La conception et la construction d'usines de traitement représentent des investissements de plusieurs millions de dollars. A l'image de tout nouveau produit, une usine a un cycle de vie. Avec les applications Catia V5 et Enovia, Farnham & Pfile et ses clients sont capables de rentabiliser leurs investissements par la réduction des coûts et l'optimisation du fonctionnement des usines tout au long de leur cycle de vie, de la conception à la maintenance, jusqu'à la modernisation d'usines existantes. Pour Farnham & Pfile, les performances offertes par l'environnement 3D PLM Enovia/Catia ont un impact important sur la capacité de la société à attirer et à fidéliser ses clients.

' Les 300 000 dollars que nous avons investis dans les applications de gestion des données produit et de conception de produits virtuelle ont permis à notre entreprise de participer à des appels d'offres et de remporter plusieurs gros contrats de conception ', révèle Tom Porterfield, directeur des opérations de Farnham & Pfile. ' Enovia nous aide à conclure des projets avec un minimum d'erreurs et à diminuer de 30% les coûts fournisseurs. La possibilité de corriger des erreurs très tôt dans le processus se traduit par d'importants gains de temps et d'argent, pour notre entreprise comme pour nos clients '.

Sites des entreprises citées :
http://www.farnham-pfile.com
http://www.3ds.com/french
http://www.ibm.com/fr


Siemens choisi Nika EFD pour la mécanique des fluides

Le groupe allemand Siemens AG vient de signer un accord de licence mondial avec Nika, portant sur la fourniture à l'ensemble de ses entités des logiciels de mécanique des fluides de la gamme Engineering Fluid Dynamics de cet éditeur.

' Nous avons sélectionné EFD.Lab et EFD.V5 pour leur précision, leur efficacité, leur simplicité d'utilisation et leur faible coût de propriété ', explique-t-on du côté de Siemens AG.

Simulation de la circulation de l'air chaud dans un four

Rappelons que EFD.Lab est un logiciel de simulation des écoulements fluides et de transferts de chaleur, alors que EFD.V5 offre une étroite intégration entre les technologies de simulation de Nika et Catia V5.

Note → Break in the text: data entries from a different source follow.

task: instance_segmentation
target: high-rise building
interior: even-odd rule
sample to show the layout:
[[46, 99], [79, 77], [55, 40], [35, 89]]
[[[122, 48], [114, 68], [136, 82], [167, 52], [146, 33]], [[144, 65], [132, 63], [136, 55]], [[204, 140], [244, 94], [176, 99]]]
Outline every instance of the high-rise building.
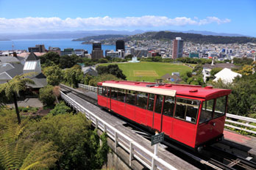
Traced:
[[91, 52], [92, 59], [99, 59], [103, 58], [103, 51], [102, 50], [102, 43], [93, 43], [93, 51]]
[[103, 51], [102, 50], [93, 50], [91, 53], [92, 59], [99, 59], [103, 58]]
[[93, 50], [102, 50], [102, 43], [100, 42], [93, 43]]
[[44, 47], [44, 45], [35, 45], [35, 47], [29, 47], [29, 52], [45, 53], [46, 48]]
[[181, 37], [176, 37], [172, 44], [172, 59], [182, 57], [184, 40]]
[[115, 42], [115, 51], [118, 51], [118, 50], [125, 51], [125, 45], [124, 40], [117, 40]]

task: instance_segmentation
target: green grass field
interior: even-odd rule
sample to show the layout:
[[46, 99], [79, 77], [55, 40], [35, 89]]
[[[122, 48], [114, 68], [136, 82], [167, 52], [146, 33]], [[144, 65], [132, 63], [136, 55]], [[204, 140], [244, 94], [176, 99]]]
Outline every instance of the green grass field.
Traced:
[[[128, 81], [145, 81], [154, 82], [166, 73], [171, 75], [173, 72], [182, 74], [186, 71], [192, 71], [192, 68], [182, 64], [167, 62], [138, 62], [138, 63], [116, 63], [123, 73], [127, 75]], [[113, 64], [113, 63], [101, 65]]]

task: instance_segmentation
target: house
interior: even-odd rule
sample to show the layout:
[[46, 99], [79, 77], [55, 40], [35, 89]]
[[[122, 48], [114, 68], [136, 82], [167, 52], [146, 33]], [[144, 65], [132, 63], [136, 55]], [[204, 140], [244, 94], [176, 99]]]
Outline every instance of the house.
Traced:
[[[10, 62], [10, 59], [8, 61]], [[34, 53], [32, 52], [27, 56], [24, 65], [16, 62], [15, 59], [12, 61], [15, 61], [15, 62], [0, 62], [0, 84], [4, 84], [16, 75], [33, 73], [29, 78], [33, 80], [35, 84], [27, 84], [27, 86], [31, 87], [33, 91], [38, 91], [40, 88], [47, 85], [46, 77], [42, 73], [40, 59]]]
[[161, 78], [163, 80], [166, 80], [174, 84], [179, 84], [180, 81], [182, 81], [182, 79], [181, 79], [176, 74], [171, 75], [169, 73], [166, 73], [166, 75], [163, 75]]
[[203, 65], [203, 70], [202, 70], [205, 83], [206, 82], [207, 78], [210, 76], [210, 71], [212, 70], [212, 69], [216, 68], [216, 67], [232, 69], [232, 68], [238, 67], [238, 66], [235, 66], [235, 64], [231, 63], [205, 64]]
[[23, 73], [24, 66], [20, 63], [0, 64], [0, 84], [4, 84], [15, 76]]
[[242, 75], [232, 71], [230, 69], [224, 68], [217, 74], [214, 75], [214, 76], [216, 78], [213, 80], [213, 81], [218, 81], [219, 79], [221, 79], [224, 83], [227, 84], [232, 83], [235, 77], [241, 77]]
[[98, 75], [98, 72], [96, 70], [95, 67], [82, 67], [82, 71], [84, 73], [84, 75], [88, 74], [93, 76], [97, 76]]

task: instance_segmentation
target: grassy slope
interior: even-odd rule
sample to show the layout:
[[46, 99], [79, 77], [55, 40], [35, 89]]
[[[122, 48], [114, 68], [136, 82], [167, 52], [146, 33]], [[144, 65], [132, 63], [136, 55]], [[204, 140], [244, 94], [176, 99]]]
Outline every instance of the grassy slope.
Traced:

Ces logiciels de la gamme EFD sont déjà en services dans plusieurs département R&D et entités industrielles de Siemens AG en Allemagne, au Danemark et en Suède. Ils y sont utilisés à la fois pour des développements dans le domaine électroménager, dans celui des capteurs et de divers composants électroniques.

Sites des entreprises citées :
http://www.siemens.com
http://www.nika.biz


Keystone Applied Technologies y voit plus clair avec Alibre

Keystone Applied Technologies, une société américaine spécialisée dans les appareils de vision nocturne, a, grâce à l'utilisation d'une dizaine de licences du logiciel de modélisation 3D Alibre Design, pu faire passer son cycle de développement de nouveaux produits d'un an à moins de 6 mois.

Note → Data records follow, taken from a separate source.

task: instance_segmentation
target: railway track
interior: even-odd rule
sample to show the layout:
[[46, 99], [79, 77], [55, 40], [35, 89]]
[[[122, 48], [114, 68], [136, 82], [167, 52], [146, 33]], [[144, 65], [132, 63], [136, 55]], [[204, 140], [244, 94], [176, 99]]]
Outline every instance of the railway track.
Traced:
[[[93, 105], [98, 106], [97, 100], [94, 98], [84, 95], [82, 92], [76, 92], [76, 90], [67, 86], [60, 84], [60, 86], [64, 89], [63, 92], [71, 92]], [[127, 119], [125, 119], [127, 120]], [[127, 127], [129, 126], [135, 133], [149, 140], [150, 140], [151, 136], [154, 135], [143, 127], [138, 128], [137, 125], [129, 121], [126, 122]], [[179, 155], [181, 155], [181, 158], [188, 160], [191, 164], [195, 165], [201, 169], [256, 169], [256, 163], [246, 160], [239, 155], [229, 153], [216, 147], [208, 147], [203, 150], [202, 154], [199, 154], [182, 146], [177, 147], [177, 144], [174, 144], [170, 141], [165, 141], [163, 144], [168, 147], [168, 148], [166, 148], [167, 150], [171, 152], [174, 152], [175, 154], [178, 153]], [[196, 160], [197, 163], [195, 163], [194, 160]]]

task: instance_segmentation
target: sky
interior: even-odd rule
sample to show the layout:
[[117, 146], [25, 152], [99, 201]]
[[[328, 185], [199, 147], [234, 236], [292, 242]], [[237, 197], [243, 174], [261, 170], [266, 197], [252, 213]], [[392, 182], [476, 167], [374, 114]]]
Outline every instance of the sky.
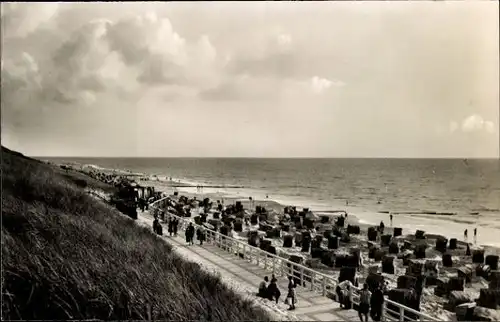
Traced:
[[2, 3], [32, 156], [499, 157], [496, 1]]

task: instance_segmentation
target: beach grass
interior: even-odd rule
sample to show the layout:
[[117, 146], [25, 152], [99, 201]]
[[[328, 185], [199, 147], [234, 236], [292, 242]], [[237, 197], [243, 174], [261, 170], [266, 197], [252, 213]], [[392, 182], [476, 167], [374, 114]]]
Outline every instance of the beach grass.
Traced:
[[2, 319], [264, 320], [261, 308], [85, 189], [2, 147]]

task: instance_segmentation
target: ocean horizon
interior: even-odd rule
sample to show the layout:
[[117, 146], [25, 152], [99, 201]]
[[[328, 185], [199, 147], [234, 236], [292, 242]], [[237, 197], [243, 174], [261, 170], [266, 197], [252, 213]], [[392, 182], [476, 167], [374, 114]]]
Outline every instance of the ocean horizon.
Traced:
[[[128, 170], [186, 184], [156, 187], [222, 197], [266, 199], [309, 207], [346, 210], [376, 224], [394, 213], [407, 229], [461, 237], [477, 228], [479, 241], [500, 242], [500, 160], [423, 158], [48, 158], [54, 163]], [[190, 187], [193, 189], [190, 190]]]

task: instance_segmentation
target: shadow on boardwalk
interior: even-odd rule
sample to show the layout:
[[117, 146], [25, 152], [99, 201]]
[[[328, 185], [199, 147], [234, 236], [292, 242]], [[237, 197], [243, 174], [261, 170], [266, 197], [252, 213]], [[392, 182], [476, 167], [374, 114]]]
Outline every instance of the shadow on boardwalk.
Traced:
[[[153, 218], [147, 212], [139, 214], [139, 221], [143, 224], [152, 226]], [[239, 257], [233, 256], [225, 250], [211, 245], [198, 244], [194, 246], [186, 246], [184, 231], [180, 230], [178, 237], [167, 237], [163, 239], [177, 247], [183, 247], [185, 251], [196, 254], [204, 262], [216, 268], [223, 276], [238, 282], [245, 289], [257, 292], [258, 286], [264, 276], [270, 276], [271, 272], [256, 264], [249, 263]], [[183, 250], [184, 251], [184, 250]], [[288, 280], [285, 277], [278, 278], [278, 287], [281, 290], [282, 296], [278, 304], [279, 311], [282, 313], [288, 307], [283, 303], [286, 296]], [[357, 321], [359, 320], [357, 312], [354, 310], [343, 310], [339, 304], [327, 297], [321, 296], [318, 293], [312, 292], [307, 288], [297, 287], [297, 304], [296, 309], [289, 313], [289, 317], [293, 315], [303, 321]], [[265, 301], [265, 300], [264, 300]]]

' Tout d'abord ce qui nous a séduit chez Alibre, c'est son écoute des PME qui est sans commune mesure avec ce que font les grands éditeurs traditionnels ', explique Harry Beck, directeur technique de Keystone Applied Technologies.
' Nous avons un peu pataugé lors de la mise en place du logiciel il y a deux ans. D'une part parce que nous n'avions pas l'habitude de travailler en 3D et d'autre part parce que nous nous sommes attaqués d'entrée de jeu à des problèmes complexes. Eh bien, le responsable du développement est venu nous écouter pour réellement appréhender les problèmes auxquels était confrontée une PME telle que la notre lorsqu'elle souhaitait passer au 3D. Il nous a montré les bonnes méthodologies de travail a utiliser pour être performants, mais il s'est servi de notre expérience pour améliorer encore plus l'ergonomie du logiciel afin de le rendre plus accessible à des néophytes '.

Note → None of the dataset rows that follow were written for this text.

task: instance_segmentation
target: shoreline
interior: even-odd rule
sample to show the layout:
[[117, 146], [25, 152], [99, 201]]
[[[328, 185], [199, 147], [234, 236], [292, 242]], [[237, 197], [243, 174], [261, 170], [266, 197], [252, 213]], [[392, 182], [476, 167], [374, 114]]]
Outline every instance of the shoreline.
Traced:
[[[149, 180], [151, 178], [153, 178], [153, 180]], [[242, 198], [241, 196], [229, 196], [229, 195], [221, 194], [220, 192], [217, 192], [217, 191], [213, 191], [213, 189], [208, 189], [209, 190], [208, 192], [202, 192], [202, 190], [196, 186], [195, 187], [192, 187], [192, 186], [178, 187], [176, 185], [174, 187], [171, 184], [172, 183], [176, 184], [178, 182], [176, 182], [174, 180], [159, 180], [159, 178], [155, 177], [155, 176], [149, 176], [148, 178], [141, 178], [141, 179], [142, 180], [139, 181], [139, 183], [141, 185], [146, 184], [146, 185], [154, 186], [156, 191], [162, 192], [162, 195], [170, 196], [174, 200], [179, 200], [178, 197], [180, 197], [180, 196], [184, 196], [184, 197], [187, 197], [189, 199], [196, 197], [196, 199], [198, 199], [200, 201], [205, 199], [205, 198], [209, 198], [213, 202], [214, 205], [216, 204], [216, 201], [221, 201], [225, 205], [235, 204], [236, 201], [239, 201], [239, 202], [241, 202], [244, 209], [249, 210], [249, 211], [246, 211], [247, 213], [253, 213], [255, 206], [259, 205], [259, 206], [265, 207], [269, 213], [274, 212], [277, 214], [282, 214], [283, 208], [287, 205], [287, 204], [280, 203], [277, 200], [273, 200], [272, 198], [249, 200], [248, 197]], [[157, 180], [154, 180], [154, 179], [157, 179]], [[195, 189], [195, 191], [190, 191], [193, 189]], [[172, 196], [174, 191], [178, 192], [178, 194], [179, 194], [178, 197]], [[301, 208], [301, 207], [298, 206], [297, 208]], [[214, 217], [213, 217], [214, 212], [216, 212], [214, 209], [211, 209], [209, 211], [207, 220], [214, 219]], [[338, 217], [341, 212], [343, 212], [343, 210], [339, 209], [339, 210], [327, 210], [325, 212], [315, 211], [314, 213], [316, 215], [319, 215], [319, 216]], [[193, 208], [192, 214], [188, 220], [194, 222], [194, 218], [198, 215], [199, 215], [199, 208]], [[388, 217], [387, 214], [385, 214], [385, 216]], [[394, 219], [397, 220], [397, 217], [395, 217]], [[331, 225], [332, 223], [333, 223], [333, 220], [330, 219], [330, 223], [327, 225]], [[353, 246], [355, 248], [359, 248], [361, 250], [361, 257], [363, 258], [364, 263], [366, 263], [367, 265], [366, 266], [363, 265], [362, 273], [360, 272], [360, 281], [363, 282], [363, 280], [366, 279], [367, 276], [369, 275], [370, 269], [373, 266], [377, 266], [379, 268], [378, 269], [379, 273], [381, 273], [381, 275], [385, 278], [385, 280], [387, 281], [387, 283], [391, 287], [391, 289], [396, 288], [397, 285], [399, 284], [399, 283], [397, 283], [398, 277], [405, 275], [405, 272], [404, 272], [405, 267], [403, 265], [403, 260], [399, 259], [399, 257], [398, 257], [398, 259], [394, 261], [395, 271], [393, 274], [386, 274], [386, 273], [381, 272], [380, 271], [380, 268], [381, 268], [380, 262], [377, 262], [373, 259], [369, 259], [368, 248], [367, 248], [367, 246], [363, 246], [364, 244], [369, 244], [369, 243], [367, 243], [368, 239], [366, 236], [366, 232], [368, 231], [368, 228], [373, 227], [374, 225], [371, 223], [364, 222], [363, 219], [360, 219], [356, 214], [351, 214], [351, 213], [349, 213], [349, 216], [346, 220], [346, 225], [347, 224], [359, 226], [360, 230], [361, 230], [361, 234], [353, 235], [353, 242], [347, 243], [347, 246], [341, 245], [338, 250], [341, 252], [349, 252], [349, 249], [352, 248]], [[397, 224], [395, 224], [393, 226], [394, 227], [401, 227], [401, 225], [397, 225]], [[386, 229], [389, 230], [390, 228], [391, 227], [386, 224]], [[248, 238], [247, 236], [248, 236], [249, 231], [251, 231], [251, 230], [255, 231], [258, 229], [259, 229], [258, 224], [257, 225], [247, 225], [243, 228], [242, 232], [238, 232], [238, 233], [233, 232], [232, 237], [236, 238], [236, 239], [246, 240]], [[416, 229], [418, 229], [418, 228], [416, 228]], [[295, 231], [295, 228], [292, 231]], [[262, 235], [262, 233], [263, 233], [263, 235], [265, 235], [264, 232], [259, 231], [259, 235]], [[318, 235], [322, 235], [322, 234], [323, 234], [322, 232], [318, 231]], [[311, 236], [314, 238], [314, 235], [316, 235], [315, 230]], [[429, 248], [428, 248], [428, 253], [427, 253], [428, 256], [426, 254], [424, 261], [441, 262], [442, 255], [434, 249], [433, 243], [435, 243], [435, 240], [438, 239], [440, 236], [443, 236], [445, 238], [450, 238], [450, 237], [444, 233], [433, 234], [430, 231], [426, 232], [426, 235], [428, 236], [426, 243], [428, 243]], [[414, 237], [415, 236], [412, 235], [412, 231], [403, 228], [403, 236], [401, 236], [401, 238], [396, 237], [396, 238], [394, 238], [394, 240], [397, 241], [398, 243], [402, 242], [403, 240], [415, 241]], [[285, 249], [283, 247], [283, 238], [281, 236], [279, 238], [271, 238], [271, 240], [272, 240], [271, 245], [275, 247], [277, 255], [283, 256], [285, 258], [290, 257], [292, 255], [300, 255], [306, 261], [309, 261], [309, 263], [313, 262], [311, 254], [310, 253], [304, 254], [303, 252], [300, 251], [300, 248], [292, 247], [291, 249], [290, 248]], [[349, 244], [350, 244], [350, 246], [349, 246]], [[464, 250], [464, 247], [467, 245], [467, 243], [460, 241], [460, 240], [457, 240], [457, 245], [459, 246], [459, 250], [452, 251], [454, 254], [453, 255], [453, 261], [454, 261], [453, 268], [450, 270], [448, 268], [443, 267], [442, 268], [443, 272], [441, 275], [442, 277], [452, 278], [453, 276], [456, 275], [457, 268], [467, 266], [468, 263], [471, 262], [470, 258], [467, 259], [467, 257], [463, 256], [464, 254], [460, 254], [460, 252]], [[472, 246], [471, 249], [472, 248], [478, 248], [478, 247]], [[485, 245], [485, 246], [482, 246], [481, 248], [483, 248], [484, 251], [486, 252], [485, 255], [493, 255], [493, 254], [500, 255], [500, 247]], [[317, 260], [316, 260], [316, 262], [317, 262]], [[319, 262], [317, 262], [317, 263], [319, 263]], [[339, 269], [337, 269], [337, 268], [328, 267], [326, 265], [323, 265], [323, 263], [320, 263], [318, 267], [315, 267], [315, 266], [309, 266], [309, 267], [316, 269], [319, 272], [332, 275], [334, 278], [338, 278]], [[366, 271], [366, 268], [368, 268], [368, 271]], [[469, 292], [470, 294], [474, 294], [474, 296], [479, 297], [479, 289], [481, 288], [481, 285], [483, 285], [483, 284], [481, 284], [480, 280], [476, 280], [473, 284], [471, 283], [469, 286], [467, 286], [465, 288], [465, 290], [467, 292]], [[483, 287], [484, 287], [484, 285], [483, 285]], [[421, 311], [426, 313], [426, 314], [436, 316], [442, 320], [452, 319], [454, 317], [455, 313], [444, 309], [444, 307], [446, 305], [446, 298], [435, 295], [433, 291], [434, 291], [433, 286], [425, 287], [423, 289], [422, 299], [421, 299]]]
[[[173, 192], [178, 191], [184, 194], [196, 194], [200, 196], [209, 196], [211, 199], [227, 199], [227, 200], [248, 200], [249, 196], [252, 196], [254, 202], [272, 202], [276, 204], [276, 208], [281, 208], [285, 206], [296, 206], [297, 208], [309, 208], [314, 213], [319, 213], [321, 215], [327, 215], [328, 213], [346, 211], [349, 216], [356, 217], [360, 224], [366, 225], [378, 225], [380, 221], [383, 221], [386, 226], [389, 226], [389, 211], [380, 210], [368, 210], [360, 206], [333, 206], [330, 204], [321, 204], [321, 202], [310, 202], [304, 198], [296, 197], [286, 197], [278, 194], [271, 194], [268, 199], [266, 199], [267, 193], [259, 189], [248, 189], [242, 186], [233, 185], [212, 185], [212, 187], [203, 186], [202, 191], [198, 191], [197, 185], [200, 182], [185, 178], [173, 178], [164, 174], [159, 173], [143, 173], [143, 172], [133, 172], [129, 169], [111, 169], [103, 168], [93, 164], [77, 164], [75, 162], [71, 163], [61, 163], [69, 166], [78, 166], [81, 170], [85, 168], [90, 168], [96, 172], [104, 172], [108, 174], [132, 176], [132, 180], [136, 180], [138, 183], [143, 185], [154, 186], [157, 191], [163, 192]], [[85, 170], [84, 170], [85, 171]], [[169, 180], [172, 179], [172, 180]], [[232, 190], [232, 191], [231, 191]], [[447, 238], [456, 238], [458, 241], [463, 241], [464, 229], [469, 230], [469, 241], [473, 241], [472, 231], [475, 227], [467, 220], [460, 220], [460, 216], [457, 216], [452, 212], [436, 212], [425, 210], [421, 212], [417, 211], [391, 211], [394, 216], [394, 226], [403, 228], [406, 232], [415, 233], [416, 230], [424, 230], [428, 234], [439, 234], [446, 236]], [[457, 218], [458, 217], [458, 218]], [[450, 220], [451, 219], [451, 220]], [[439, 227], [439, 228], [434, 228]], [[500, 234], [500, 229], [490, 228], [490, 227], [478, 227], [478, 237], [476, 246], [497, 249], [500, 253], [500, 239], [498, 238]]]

Un autre point important dans la décision de Keystone Applied Technologies a été la modicité de l'investissement initial : de 800 à 1800 $ par licence suivant la version choisie. ' Pour ce prix là nous pouvons non seulement faire la modélisation 3D de nos produits, mais aussi simuler leur résistance et travailler au mode collaboratif. Cela nous permet d'éviter les erreurs et oublis inévitables que nous commettions avec notre précédent logiciel 2D et en plus nous avons pu améliorer significativement la qualité de la conception de nos produits '.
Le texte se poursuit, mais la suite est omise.